Let's face it – there is a reason why big corporations are willing to pay good people millions to influence government. They know it will be worth their while, financially. Right now, millions in campaign contributions coupled with millions spent on lobbying can result in billions worth of payback for special interests. It's all legal. And being part of that system is irresistible to many who retire from Congress after years of public service.
But there are some big losers in that equation: The public. The American people have lost faith in a system dominated by money. We don't have lobbyists looking out for the public good. And when non-profit groups do send liaisons to congressional offices, they don't have the same clout as a lobbyist who can put together a $50,000 fundraiser later that evening.
As the $700 billion Wall Street bailout got debated before the 2008 election, constituents had plenty to say - placing thousands of calls and writing thousands of letters to congressional offices. The problem was that Congress wasn't listening. Members of Congress (not "men") were busy calling the same special interests that got our economy into this mess, listening to their requests and begging them for $2,300 checks.
The result was a bailout with no strings attached--taxpayer money that could be legally spent on bonuses, office redecorations, and airplanes. And the same special interests who cut the campaign checks back then are lobbying Congress now, begging for more handouts. Once again, the ones with disproportionate influence in this debate are the public.
As Eugene Robinson correctly pointed out on the Washington Post's website, "Daschle is a good guy, but he's a creature of the system." But it's a fluke is that this creature of the system got in any hot water at all. If Daschle had declared his driver correctly on his taxes, many in Washington, D.C. who have turned a blind eye toward this broken system for years never would have raised an eyebrow.
But guess what? There's a group of people who have seen this problem growing for years and now have the leverage in our political system to do something about it: small-dollar donors.
The power of small-dollar donors was proven in the 2008 election like never before, and the incentives are beginning to realign in a way that promotes politicians catering to the little guy, not the big guy.
But there's one snag. If politicians know that they can depend on small-dollar donors giving online while asking nothing concrete in return, and politicians can still take special interest cash that depends on results, the incentives remain wrong. Politicians will take the little guy's money while still being disproportionately influenced by special interests.
That's why the reform group I started with Lawrence Lessig, called Change Congress, launched a "donor strike" last month. In just a few weeks, 6,300 people who gave a combined $750,000 last election cycle promised not to give a penny more to federal candidates who don't support the bipartisan Durbin-Specter bill which would fundamentally reform the system.

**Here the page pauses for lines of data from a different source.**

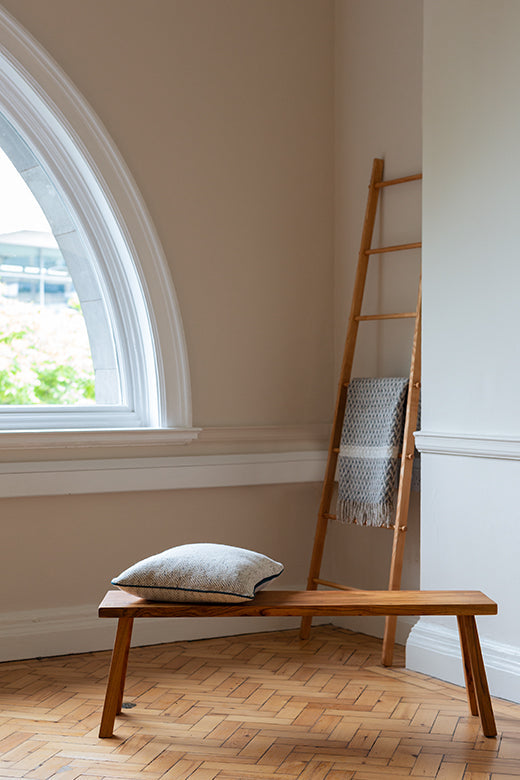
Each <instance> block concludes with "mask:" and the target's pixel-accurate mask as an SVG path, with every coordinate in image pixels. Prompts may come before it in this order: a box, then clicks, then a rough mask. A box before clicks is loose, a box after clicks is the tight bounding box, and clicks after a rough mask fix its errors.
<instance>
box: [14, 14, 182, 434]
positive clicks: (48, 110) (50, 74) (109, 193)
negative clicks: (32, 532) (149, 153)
mask: <svg viewBox="0 0 520 780" xmlns="http://www.w3.org/2000/svg"><path fill="white" fill-rule="evenodd" d="M0 111H2V113H4V115H5V116H6V118H7V119H8V120H9V121H10V122H11V123H12V124H13V126H14V127H15V128H16V129H17V130H18V131H19V132H20V134H21V135H22V137H24V138H25V139H26V140H27V141H28V143H29V144H30V146H32V147H33V149H34V150H35V151H36V152H37V155H38V157H39V158H40V159H41V160H42V162H43V163H44V164H45V165H46V167H48V169H49V172H50V173H51V175H52V178H53V180H54V181H55V182H56V184H57V186H58V187H60V188H61V191H62V194H63V196H64V199H65V201H66V202H67V205H68V206H70V207H71V209H72V211H73V213H74V215H75V216H76V217H78V225H79V229H80V230H81V231H82V237H83V239H84V241H85V243H86V244H87V246H89V247H91V248H92V251H93V254H95V256H96V257H97V258H108V263H109V264H110V272H109V273H108V272H107V273H106V274H105V275H104V278H105V281H107V280H108V283H112V284H114V285H116V286H117V288H118V290H120V291H123V295H121V294H119V295H118V296H117V299H118V301H120V302H121V303H122V305H121V306H120V307H119V310H118V311H112V312H111V313H112V315H113V316H114V317H117V318H118V325H119V327H118V328H116V330H118V331H119V332H120V333H125V336H126V338H127V341H126V344H124V345H123V344H119V345H118V346H119V349H120V350H122V353H121V354H122V356H123V360H122V362H123V363H126V365H124V366H122V370H124V371H125V377H126V381H127V384H128V385H129V386H130V391H131V392H130V394H131V397H132V399H131V400H132V406H131V408H124V407H122V408H120V409H119V415H117V414H116V415H114V413H113V410H110V407H107V408H106V409H103V408H99V409H96V410H95V411H94V413H92V412H93V410H92V409H87V408H85V410H84V411H83V410H81V409H76V410H72V409H70V410H65V409H64V407H59V408H57V409H50V408H47V409H45V410H41V409H40V410H36V409H35V410H34V412H26V411H25V410H21V409H20V407H18V408H16V409H12V410H8V411H7V414H5V413H4V412H2V416H3V417H4V419H7V420H10V422H8V423H6V426H5V427H7V428H8V429H9V431H6V435H7V436H9V438H10V439H15V438H16V441H17V442H18V444H14V443H13V446H15V447H16V446H26V445H24V443H23V437H24V436H25V433H24V431H23V430H21V429H20V428H19V427H18V426H20V423H21V422H22V417H20V415H22V416H23V422H24V426H23V427H24V429H25V430H27V429H28V428H33V429H35V428H36V429H40V428H45V429H46V431H47V432H48V433H52V437H51V438H53V440H54V442H55V446H60V442H62V443H64V445H65V446H70V445H69V444H68V443H67V442H69V441H70V440H71V437H72V431H70V430H69V431H66V430H61V426H63V425H67V427H68V428H69V429H70V428H74V429H75V430H74V432H73V433H74V441H75V443H76V444H78V445H80V444H81V439H82V430H81V429H85V430H87V429H89V430H88V436H89V440H90V439H91V438H92V435H93V434H94V433H95V431H94V430H93V429H98V428H102V429H103V430H102V433H103V434H106V432H107V430H108V429H110V428H115V429H117V428H123V427H125V426H134V427H136V426H137V427H138V428H139V429H141V428H144V429H148V431H151V430H155V429H166V430H167V431H168V432H169V436H167V437H164V438H168V441H171V442H173V441H179V442H185V441H188V440H190V439H192V438H194V437H196V435H197V431H196V430H195V429H193V428H192V422H191V392H190V381H189V368H188V360H187V354H186V345H185V340H184V332H183V327H182V321H181V317H180V312H179V306H178V302H177V298H176V294H175V290H174V287H173V283H172V280H171V277H170V274H169V270H168V265H167V263H166V259H165V257H164V253H163V250H162V247H161V245H160V242H159V240H158V237H157V235H156V232H155V229H154V227H153V225H152V222H151V219H150V216H149V214H148V212H147V210H146V207H145V205H144V203H143V200H142V198H141V196H140V193H139V192H138V189H137V187H136V185H135V182H134V181H133V179H132V177H131V175H130V173H129V171H128V169H127V168H126V165H125V163H124V162H123V160H122V158H121V157H120V155H119V153H118V151H117V149H116V147H115V146H114V144H113V142H112V141H111V139H110V137H109V136H108V134H107V132H106V130H105V129H104V127H103V126H102V124H101V122H100V120H99V118H98V117H97V116H96V115H95V114H94V112H93V111H92V109H91V108H90V106H89V105H88V104H87V103H86V101H85V100H84V98H83V97H82V96H81V95H80V93H79V92H78V90H77V89H76V88H75V87H74V85H73V84H72V83H71V82H70V80H69V79H68V78H67V76H66V75H65V74H64V73H63V72H62V71H61V69H60V68H59V66H58V65H57V64H56V63H55V62H54V61H53V60H52V59H51V57H50V56H49V55H48V54H47V53H46V52H45V50H44V49H43V48H42V47H41V46H40V45H39V44H38V43H37V42H36V41H35V40H34V39H33V38H32V36H30V35H29V33H28V32H27V31H26V30H24V29H23V28H22V27H21V26H20V25H19V24H18V22H16V20H15V19H13V17H11V16H10V15H9V14H8V13H7V12H6V11H5V10H4V9H3V8H1V7H0ZM112 298H113V299H114V300H115V299H116V296H112ZM42 412H43V413H42ZM118 416H119V419H118ZM53 419H54V420H55V424H53V422H52V420H53ZM38 420H39V421H40V422H38ZM2 427H4V426H2ZM49 428H52V429H54V430H52V432H51V431H49ZM13 430H16V431H17V434H16V437H15V436H14V433H13ZM130 433H131V431H130V430H129V431H127V434H126V438H125V441H127V440H128V439H129V438H131V437H130ZM3 435H4V434H3V433H1V432H0V437H2V436H3ZM27 435H28V436H29V437H30V438H34V430H33V431H27ZM135 436H136V442H137V441H138V442H143V443H144V442H146V439H147V438H148V437H147V435H146V431H145V430H143V431H140V430H135ZM108 439H110V437H108ZM116 439H117V437H116V438H115V439H112V441H107V437H106V436H104V435H103V436H100V443H101V444H106V445H107V446H110V444H111V443H116ZM163 440H164V439H163ZM33 446H34V445H33ZM91 446H92V445H91Z"/></svg>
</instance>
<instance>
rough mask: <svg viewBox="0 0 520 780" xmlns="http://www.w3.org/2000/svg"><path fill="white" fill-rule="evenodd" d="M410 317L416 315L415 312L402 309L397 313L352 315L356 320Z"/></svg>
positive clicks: (365, 319) (368, 319) (406, 317)
mask: <svg viewBox="0 0 520 780" xmlns="http://www.w3.org/2000/svg"><path fill="white" fill-rule="evenodd" d="M412 317H417V312H415V311H403V312H399V313H397V314H364V315H359V317H354V319H355V320H356V322H368V321H369V320H409V319H411V318H412Z"/></svg>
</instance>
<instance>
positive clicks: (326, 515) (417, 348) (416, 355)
mask: <svg viewBox="0 0 520 780" xmlns="http://www.w3.org/2000/svg"><path fill="white" fill-rule="evenodd" d="M383 167H384V161H383V160H381V159H378V158H376V159H375V160H374V162H373V166H372V175H371V178H370V184H369V188H368V200H367V206H366V211H365V221H364V224H363V232H362V236H361V247H360V250H359V256H358V263H357V271H356V278H355V282H354V291H353V296H352V307H351V310H350V316H349V321H348V326H347V336H346V341H345V351H344V354H343V363H342V366H341V374H340V378H339V386H338V393H337V399H336V408H335V412H334V421H333V425H332V433H331V437H330V444H329V452H328V459H327V468H326V471H325V478H324V482H323V488H322V494H321V502H320V508H319V513H318V521H317V525H316V533H315V537H314V547H313V551H312V558H311V564H310V568H309V578H308V582H307V590H316V589H317V587H318V585H322V586H325V587H329V588H339V589H340V590H357V589H356V588H351V587H348V586H346V585H340V584H338V583H336V582H330V581H329V580H325V579H321V578H320V570H321V562H322V558H323V549H324V545H325V537H326V534H327V527H328V522H329V520H331V519H336V515H334V514H331V502H332V496H333V492H334V486H335V482H336V466H337V462H338V455H339V447H340V440H341V432H342V428H343V418H344V416H345V405H346V400H347V389H348V385H349V382H350V379H351V375H352V365H353V362H354V354H355V349H356V341H357V334H358V329H359V324H360V323H361V322H368V321H373V320H399V319H407V318H414V319H415V329H414V336H413V342H412V353H411V361H410V381H409V389H408V397H407V403H406V415H405V425H404V437H403V450H402V455H401V467H400V472H399V487H398V493H397V508H396V516H395V523H394V526H393V531H394V534H393V546H392V559H391V565H390V577H389V583H388V589H389V590H399V589H400V587H401V573H402V568H403V556H404V542H405V537H406V528H407V517H408V507H409V503H410V488H411V482H412V467H413V458H414V450H415V444H414V438H413V433H414V431H415V429H416V426H417V412H418V407H419V395H420V376H421V284H420V282H419V291H418V297H417V306H416V309H415V311H412V312H399V313H397V314H368V315H362V314H361V307H362V303H363V295H364V292H365V285H366V277H367V271H368V261H369V259H370V257H372V255H381V254H385V253H387V252H401V251H403V250H408V249H419V248H420V247H421V242H416V243H411V244H399V245H396V246H386V247H381V248H377V249H373V248H372V236H373V232H374V224H375V219H376V213H377V206H378V202H379V194H380V192H381V190H382V189H383V188H384V187H391V186H394V185H398V184H404V183H405V182H411V181H417V180H419V179H422V174H420V173H419V174H414V175H413V176H404V177H402V178H399V179H389V180H388V181H383ZM311 622H312V617H309V616H305V617H304V618H303V620H302V624H301V631H300V635H301V638H302V639H307V638H308V636H309V632H310V628H311ZM396 625H397V617H396V616H395V615H391V616H387V617H386V623H385V634H384V640H383V654H382V663H383V665H384V666H391V665H392V660H393V652H394V642H395V631H396Z"/></svg>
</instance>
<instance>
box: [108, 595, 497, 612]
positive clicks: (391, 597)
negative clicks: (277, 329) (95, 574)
mask: <svg viewBox="0 0 520 780" xmlns="http://www.w3.org/2000/svg"><path fill="white" fill-rule="evenodd" d="M497 612H498V607H497V605H496V603H495V602H494V601H492V600H491V599H490V598H488V597H487V596H485V595H484V594H483V593H481V592H480V591H476V590H394V591H388V590H353V591H346V590H264V591H260V592H259V593H258V594H257V595H256V596H255V598H254V599H253V600H252V601H247V602H245V603H242V604H194V603H188V602H175V603H173V602H163V601H145V600H144V599H140V598H137V597H136V596H131V595H130V594H128V593H125V592H124V591H122V590H110V591H108V593H107V594H106V596H105V598H104V599H103V601H102V602H101V604H100V605H99V612H98V614H99V617H112V618H113V617H254V616H261V615H278V616H290V615H295V616H302V615H316V616H318V615H323V616H327V617H332V616H334V615H496V614H497Z"/></svg>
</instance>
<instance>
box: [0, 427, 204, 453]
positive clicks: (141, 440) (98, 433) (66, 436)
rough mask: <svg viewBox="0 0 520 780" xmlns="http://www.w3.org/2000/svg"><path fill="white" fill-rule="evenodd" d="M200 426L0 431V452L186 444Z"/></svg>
mask: <svg viewBox="0 0 520 780" xmlns="http://www.w3.org/2000/svg"><path fill="white" fill-rule="evenodd" d="M199 432H200V428H88V429H87V428H69V429H66V430H4V431H0V452H1V451H5V450H49V449H63V448H68V447H96V448H98V447H132V446H148V445H157V444H164V445H169V444H188V443H189V442H192V441H194V440H195V439H197V438H198V435H199Z"/></svg>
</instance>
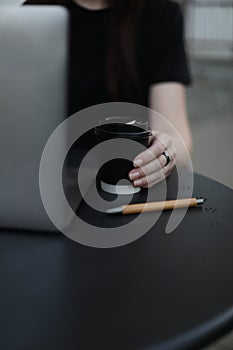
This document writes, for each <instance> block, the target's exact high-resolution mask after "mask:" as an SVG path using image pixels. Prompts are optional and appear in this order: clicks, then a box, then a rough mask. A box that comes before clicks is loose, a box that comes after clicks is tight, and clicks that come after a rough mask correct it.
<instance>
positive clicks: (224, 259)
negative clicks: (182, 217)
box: [0, 175, 233, 350]
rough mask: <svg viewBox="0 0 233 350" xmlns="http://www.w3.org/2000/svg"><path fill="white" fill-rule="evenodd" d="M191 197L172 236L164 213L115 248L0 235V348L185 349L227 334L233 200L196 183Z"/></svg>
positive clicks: (217, 189) (229, 310)
mask: <svg viewBox="0 0 233 350" xmlns="http://www.w3.org/2000/svg"><path fill="white" fill-rule="evenodd" d="M169 181H172V180H169ZM194 195H197V196H198V195H202V196H203V197H207V198H208V201H207V202H205V204H204V205H203V207H202V208H201V209H200V208H195V209H190V210H189V211H188V213H187V214H186V216H185V218H184V220H183V221H182V223H181V224H180V225H179V226H178V227H177V228H176V230H175V231H174V232H173V233H172V234H170V235H166V234H165V233H164V228H165V225H166V222H167V219H168V216H169V213H168V212H164V213H163V214H162V216H161V218H160V219H159V221H158V222H157V223H156V225H155V226H154V227H153V228H152V229H151V230H150V231H149V232H148V233H147V234H145V235H144V236H143V237H141V238H140V239H138V240H137V241H135V242H133V243H131V244H128V245H126V246H122V247H119V248H111V249H97V248H90V247H85V246H82V245H80V244H78V243H75V242H73V241H71V240H69V239H68V238H66V237H65V236H63V235H62V234H59V233H57V234H56V233H55V234H52V233H50V234H49V233H47V234H46V233H36V232H34V233H33V232H20V231H18V232H16V231H10V230H9V231H6V230H5V231H4V230H2V231H0V349H1V350H32V349H33V350H42V349H43V350H53V349H54V350H55V349H56V350H74V349H75V350H77V349H78V350H79V349H81V350H82V349H113V350H114V349H117V350H119V349H127V350H130V349H148V350H149V349H154V350H156V349H157V350H158V349H160V350H175V349H185V350H188V349H199V348H200V347H201V346H203V345H205V344H207V343H209V342H210V341H212V340H214V339H216V338H217V337H219V336H220V335H223V334H224V333H226V332H227V331H228V330H230V328H231V327H232V326H233V230H232V224H233V210H232V208H233V191H232V190H230V189H229V188H227V187H225V186H224V185H221V184H219V183H217V182H215V181H213V180H210V179H208V178H206V177H203V176H200V175H195V186H194Z"/></svg>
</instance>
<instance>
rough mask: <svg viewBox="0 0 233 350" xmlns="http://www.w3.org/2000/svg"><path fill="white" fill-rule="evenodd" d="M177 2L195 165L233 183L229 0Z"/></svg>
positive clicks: (231, 34)
mask: <svg viewBox="0 0 233 350" xmlns="http://www.w3.org/2000/svg"><path fill="white" fill-rule="evenodd" d="M155 1H156V0H155ZM22 2H23V0H0V4H2V5H19V4H20V3H22ZM177 2H179V3H180V5H181V7H182V10H183V13H184V20H185V39H186V46H187V51H188V54H189V58H190V66H191V72H192V77H193V83H192V85H191V87H189V88H188V89H187V101H188V114H189V118H190V123H191V127H192V132H193V143H194V148H193V153H192V159H193V166H194V170H195V171H196V172H198V173H200V174H203V175H206V176H209V177H211V178H213V179H215V180H217V181H220V182H221V183H223V184H225V185H227V186H229V187H231V188H233V175H232V174H233V156H232V150H233V137H232V136H233V0H177ZM231 349H233V345H232V348H231Z"/></svg>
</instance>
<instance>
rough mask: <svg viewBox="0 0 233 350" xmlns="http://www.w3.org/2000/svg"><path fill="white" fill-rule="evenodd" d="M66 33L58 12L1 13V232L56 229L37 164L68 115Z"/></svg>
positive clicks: (64, 9)
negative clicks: (67, 100)
mask: <svg viewBox="0 0 233 350" xmlns="http://www.w3.org/2000/svg"><path fill="white" fill-rule="evenodd" d="M67 28H68V14H67V12H66V10H65V9H63V8H62V7H55V6H51V7H49V6H45V7H43V6H25V7H1V9H0V228H2V227H6V228H17V229H28V230H46V231H48V230H55V227H54V226H53V224H52V223H51V222H50V220H49V218H48V216H47V214H46V212H45V209H44V207H43V204H42V200H41V197H40V190H39V164H40V159H41V155H42V152H43V149H44V146H45V144H46V142H47V140H48V138H49V136H50V134H51V133H52V132H53V131H54V129H55V128H56V127H57V126H58V125H59V124H60V123H61V122H62V121H63V120H64V118H65V117H66V113H67V110H66V97H67V96H66V86H67V72H66V71H67ZM64 146H65V140H64ZM59 210H60V211H61V215H62V206H61V208H59Z"/></svg>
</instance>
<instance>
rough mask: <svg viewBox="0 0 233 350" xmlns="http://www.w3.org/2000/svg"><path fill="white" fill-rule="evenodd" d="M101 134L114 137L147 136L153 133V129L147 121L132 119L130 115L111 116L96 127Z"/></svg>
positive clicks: (138, 136)
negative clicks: (149, 124)
mask: <svg viewBox="0 0 233 350" xmlns="http://www.w3.org/2000/svg"><path fill="white" fill-rule="evenodd" d="M95 132H96V134H98V135H99V136H101V134H102V136H104V135H105V136H111V137H114V138H130V139H138V138H146V137H148V136H150V135H151V129H150V127H149V125H148V122H147V121H144V120H136V119H130V118H128V117H110V118H106V119H104V120H103V121H101V122H100V125H99V126H97V127H96V128H95Z"/></svg>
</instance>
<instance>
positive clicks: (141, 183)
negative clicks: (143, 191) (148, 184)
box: [133, 180, 143, 186]
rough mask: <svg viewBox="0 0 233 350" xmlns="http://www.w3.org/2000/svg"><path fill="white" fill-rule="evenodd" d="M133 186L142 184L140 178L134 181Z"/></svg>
mask: <svg viewBox="0 0 233 350" xmlns="http://www.w3.org/2000/svg"><path fill="white" fill-rule="evenodd" d="M133 184H134V186H141V185H143V181H142V180H137V181H134V183H133Z"/></svg>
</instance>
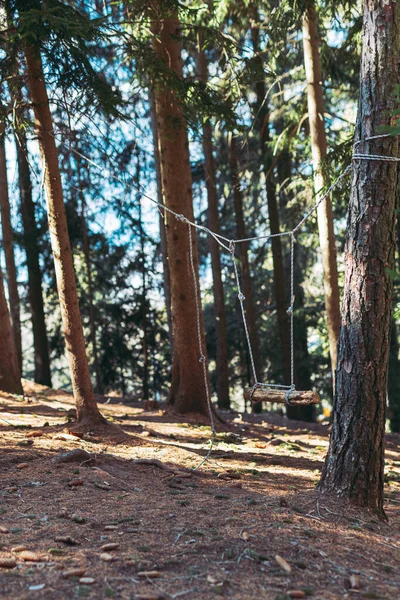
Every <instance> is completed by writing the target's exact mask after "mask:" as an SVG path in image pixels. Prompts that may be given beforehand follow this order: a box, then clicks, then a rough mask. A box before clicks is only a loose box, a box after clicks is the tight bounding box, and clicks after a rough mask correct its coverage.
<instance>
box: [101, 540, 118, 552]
mask: <svg viewBox="0 0 400 600" xmlns="http://www.w3.org/2000/svg"><path fill="white" fill-rule="evenodd" d="M118 548H119V544H117V543H114V542H112V543H110V544H104V546H101V548H100V550H103V551H104V552H109V551H110V550H117V549H118Z"/></svg>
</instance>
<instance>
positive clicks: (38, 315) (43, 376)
mask: <svg viewBox="0 0 400 600" xmlns="http://www.w3.org/2000/svg"><path fill="white" fill-rule="evenodd" d="M16 147H17V160H18V183H19V190H20V197H21V215H22V224H23V243H24V248H25V252H26V266H27V270H28V299H29V305H30V309H31V316H32V333H33V348H34V365H35V371H34V380H35V381H36V383H41V384H42V385H48V386H49V387H51V371H50V357H49V343H48V338H47V328H46V320H45V314H44V304H43V290H42V272H41V270H40V263H39V246H38V231H37V225H36V217H35V204H34V202H33V198H32V183H31V176H30V171H29V163H28V158H27V151H28V149H27V144H26V136H25V132H24V131H23V130H21V131H18V134H16Z"/></svg>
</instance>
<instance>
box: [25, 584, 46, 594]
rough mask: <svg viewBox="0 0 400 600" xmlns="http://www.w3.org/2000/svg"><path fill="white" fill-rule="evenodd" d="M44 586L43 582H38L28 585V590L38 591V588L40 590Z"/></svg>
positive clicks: (40, 589) (42, 588)
mask: <svg viewBox="0 0 400 600" xmlns="http://www.w3.org/2000/svg"><path fill="white" fill-rule="evenodd" d="M45 587H46V584H45V583H39V584H38V585H30V586H29V588H28V590H30V591H31V592H38V591H39V590H42V589H43V588H45Z"/></svg>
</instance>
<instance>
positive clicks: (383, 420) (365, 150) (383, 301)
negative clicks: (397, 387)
mask: <svg viewBox="0 0 400 600" xmlns="http://www.w3.org/2000/svg"><path fill="white" fill-rule="evenodd" d="M399 52H400V5H399V3H398V2H395V1H393V0H377V1H376V2H372V1H371V0H366V1H365V3H364V21H363V49H362V54H361V56H362V60H361V81H360V96H359V106H358V118H357V126H356V140H357V141H358V142H360V143H359V144H358V145H357V147H356V148H357V150H359V151H361V152H363V153H367V154H377V155H386V156H397V155H398V138H397V136H395V137H387V138H379V139H375V140H371V141H365V140H366V138H368V137H370V136H374V135H379V133H380V131H381V128H382V127H384V126H386V127H387V126H388V125H389V126H390V125H392V124H393V122H394V117H391V115H392V114H393V111H394V109H395V108H396V103H395V102H396V101H395V99H394V94H393V92H394V90H395V89H396V87H397V86H398V85H399V69H398V60H399ZM396 167H397V165H396V164H395V163H393V162H383V161H368V160H363V161H355V163H354V171H353V178H352V185H351V195H350V205H349V215H348V221H347V238H346V251H345V266H346V274H345V288H344V296H343V305H342V326H341V330H340V342H339V354H338V366H337V372H336V394H335V402H334V408H333V425H332V432H331V439H330V445H329V450H328V455H327V457H326V462H325V466H324V469H323V473H322V478H321V483H320V488H321V489H322V490H323V491H332V492H335V493H336V494H338V495H340V496H344V497H346V498H349V499H350V500H352V501H354V502H355V503H357V504H359V505H361V506H365V507H370V508H371V509H373V510H374V511H375V512H376V513H378V514H379V515H380V516H381V517H383V516H384V511H383V485H384V435H385V410H386V395H387V375H388V358H389V356H388V354H389V331H390V320H391V312H392V288H393V282H392V278H391V277H390V274H389V273H388V269H393V266H394V253H395V244H396V237H395V227H396V219H395V206H396Z"/></svg>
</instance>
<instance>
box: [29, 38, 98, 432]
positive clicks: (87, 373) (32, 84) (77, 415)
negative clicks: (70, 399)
mask: <svg viewBox="0 0 400 600" xmlns="http://www.w3.org/2000/svg"><path fill="white" fill-rule="evenodd" d="M25 56H26V66H27V74H28V84H29V90H30V95H31V98H32V103H33V109H34V114H35V127H36V132H37V135H38V139H39V147H40V153H41V158H42V162H43V165H44V169H45V189H46V201H47V211H48V220H49V230H50V239H51V246H52V250H53V257H54V265H55V271H56V278H57V289H58V296H59V300H60V306H61V317H62V323H63V330H64V335H65V342H66V349H67V357H68V362H69V367H70V371H71V381H72V389H73V392H74V397H75V402H76V412H77V419H78V421H80V422H85V423H87V424H96V423H99V422H100V421H104V419H103V417H102V416H101V415H100V412H99V410H98V408H97V404H96V401H95V398H94V392H93V387H92V382H91V380H90V373H89V365H88V360H87V356H86V350H85V339H84V336H83V329H82V322H81V315H80V310H79V303H78V294H77V290H76V281H75V273H74V264H73V258H72V251H71V247H70V242H69V235H68V229H67V219H66V214H65V205H64V199H63V191H62V186H61V176H60V169H59V164H58V156H57V148H56V144H55V139H54V134H53V123H52V117H51V112H50V107H49V100H48V96H47V90H46V85H45V81H44V75H43V67H42V60H41V57H40V54H39V53H38V51H37V50H36V48H34V47H33V46H31V45H27V46H26V48H25Z"/></svg>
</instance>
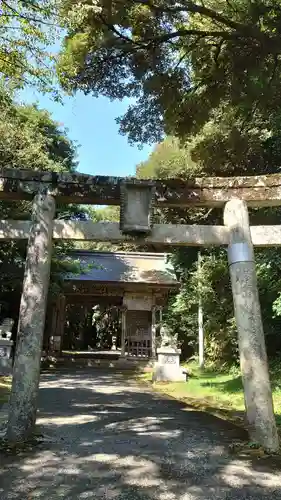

Under this legislation, as it will be re-introduced soon, congressional candidates who raise a threshold number of small-dollar donations would qualify for a chunk of funding--likely several hundred thousand dollars. If they accept this funding, they can't raise big-dollar donations or accept lobbyist money. But they can raise small-dollar contributions up to a certain amount (such as $100), which would be matched several times over by a central fund.
This system has worked on the state level, creating the incentive for politicians to run people-powered campaigns that cater to the little guy. A bipartisan Lake-Tarrance poll showed the public supports this proposal 69% to 13%.
The only thing previously missing was a vehicle for the public to rally around such a proposal. The Change Congress donor strike is that vehicle. Every week, thousands of new people join the strike and give politicians a choice: you can have our money, the people's money, or special-interest money, but you can no longer have both.
I'm sure, now more than ever, Senator Daschle understands the system in which we operate in is broken. And, like Change Congress, I have little doubt the Senator wants fundamental reform too.